Morris West uses the word in an interesting way. In his novel, Clowns of God, a vision of the final coming of Christ is described by the returned Christ with a Down's syndrome child on his knee, serving her the Eucharist. Christ then says, "What better [sign] could I give than to make this little one whole and new? I could do it; but I will not. . . . I gave this mite a gift I denied all of you -- eternal innocence. . . . She will never offend me, as all of you have done. She will never pervert or destroy the works of my Father's hands. She is necessary to you. She will evoke the kindness that will keep you human. . . . She will remind you every day that I AM WHO I AM." [cited in Diane M. Komp, "Hearts Untroubled," Theology Today, Vol. XLV No. 3, October, 1988. p. 276.]
This little mite. This innocent Downs syndrome Child reminds us of the powerful agenda of our Christ. The children, the poor, the widows, the orphans, the lepers, the prostitutes, the tax collectors, the despised, the forgotten, the ignored, the little, the microscopic are lifted up to our unseeing eyes and we are told to look and touch, and hold and love.
It was the little things, West reminds us, that most attracted Jesus' attention and escapes our own. We were watching the rich people place the big bucks in the Temple treasury and would have missed the widow's mites had not Jesus called our attention to her. For certainly she called no attention to herself.
I think what most impressed Jesus about the mites of our society is that they have no pretensions, partly because society will not allow them to have any. And because they have no pretensions, they are forced to trust in God in a way that the more secure will not. Those who own the bakeries don't have to pray for daily bread, my Old Testament professor used to say.

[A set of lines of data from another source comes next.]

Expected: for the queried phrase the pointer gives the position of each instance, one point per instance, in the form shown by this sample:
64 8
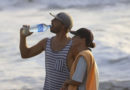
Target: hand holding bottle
35 28
24 31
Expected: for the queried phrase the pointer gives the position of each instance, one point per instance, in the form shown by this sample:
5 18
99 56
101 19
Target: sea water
108 20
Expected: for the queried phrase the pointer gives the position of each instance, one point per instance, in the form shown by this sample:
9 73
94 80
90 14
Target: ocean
109 20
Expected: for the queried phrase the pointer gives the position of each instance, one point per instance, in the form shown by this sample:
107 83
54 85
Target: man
57 51
83 73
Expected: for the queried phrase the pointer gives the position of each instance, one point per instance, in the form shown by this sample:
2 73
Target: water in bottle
36 28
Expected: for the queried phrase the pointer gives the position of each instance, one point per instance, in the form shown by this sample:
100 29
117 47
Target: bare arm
32 51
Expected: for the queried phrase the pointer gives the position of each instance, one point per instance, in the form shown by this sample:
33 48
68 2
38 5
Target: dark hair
87 34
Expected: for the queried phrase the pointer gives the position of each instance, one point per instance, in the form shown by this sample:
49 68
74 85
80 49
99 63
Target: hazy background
109 20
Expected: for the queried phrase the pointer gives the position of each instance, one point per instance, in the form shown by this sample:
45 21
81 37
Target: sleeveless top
55 64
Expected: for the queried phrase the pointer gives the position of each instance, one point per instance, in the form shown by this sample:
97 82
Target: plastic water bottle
36 28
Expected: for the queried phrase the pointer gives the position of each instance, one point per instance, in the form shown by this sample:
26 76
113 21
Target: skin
58 42
79 44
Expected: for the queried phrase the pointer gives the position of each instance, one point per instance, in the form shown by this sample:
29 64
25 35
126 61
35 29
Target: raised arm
32 51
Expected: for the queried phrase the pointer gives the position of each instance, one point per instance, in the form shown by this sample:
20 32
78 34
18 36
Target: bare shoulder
43 42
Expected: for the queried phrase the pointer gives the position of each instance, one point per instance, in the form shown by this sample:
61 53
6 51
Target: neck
61 36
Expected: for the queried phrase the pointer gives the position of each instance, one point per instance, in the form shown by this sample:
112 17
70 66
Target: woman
83 73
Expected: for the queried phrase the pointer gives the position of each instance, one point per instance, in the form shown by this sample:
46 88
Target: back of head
87 34
65 18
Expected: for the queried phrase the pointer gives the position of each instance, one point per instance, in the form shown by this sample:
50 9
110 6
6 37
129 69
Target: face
56 26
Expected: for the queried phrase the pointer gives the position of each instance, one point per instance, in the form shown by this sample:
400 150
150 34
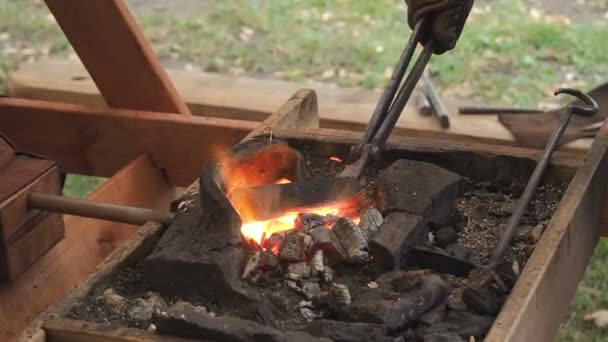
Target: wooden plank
65 330
99 142
105 36
556 266
254 99
548 240
87 243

We who have wealth trust all the more in it. We who have possessions are all the more possessed.
The widow had a certain knowledge that the wealthy lack. She had daily evidence of God's grace, for God provided for her well-being from day to day, from hour to hour. The wealthy might be able to give more than two mites, but they could never give up all that they had. That would make no economic sense. Indeed it doesn't. Even if Jesus were exaggerating and the widow was only giving half of what she had rather than all, it still makes no economic sense. But then very little of what Jesus calls us to makes sense.
The wisdom we all learn has to do with "a penny saved is a penny earned." It has to do with hard work and "earning a living." It has to do with making money the old fashion way, as the recently deceased actor John Houseman used to say, "We eaarrnn it."
The wisdom of the widows and the Downs Syndrome child is fundamentally different from that. You don't really earn a living at all, in the final analysis. Life is the unearned gift of God, nothing more. Nothing more. If life brings you good fortune, then don't hoard it, share it. Give a hunk of it away, and trust that the God who gave in the first place, will bless you again. Trust that the God of history is the God of your history and will provide in marvelous and mysterious ways.
And that simple faith will bless you a thousand times and will empower you to do incredible and strange things. It will first of all allow you to part with possessions which possess you and in a strange way allow you to enjoy them all the more.
That's finally the object of the grace-filled life. The ability to enjoy. God loves a cheerful giver. You can only enjoy the riches you have if you are willing to part with them. You can only be cheerful about what you have when you are willing to give it away. For the mystery of our blessings is this, you can only have that which you are willing to lose. You can only keep that which you are willing to let go.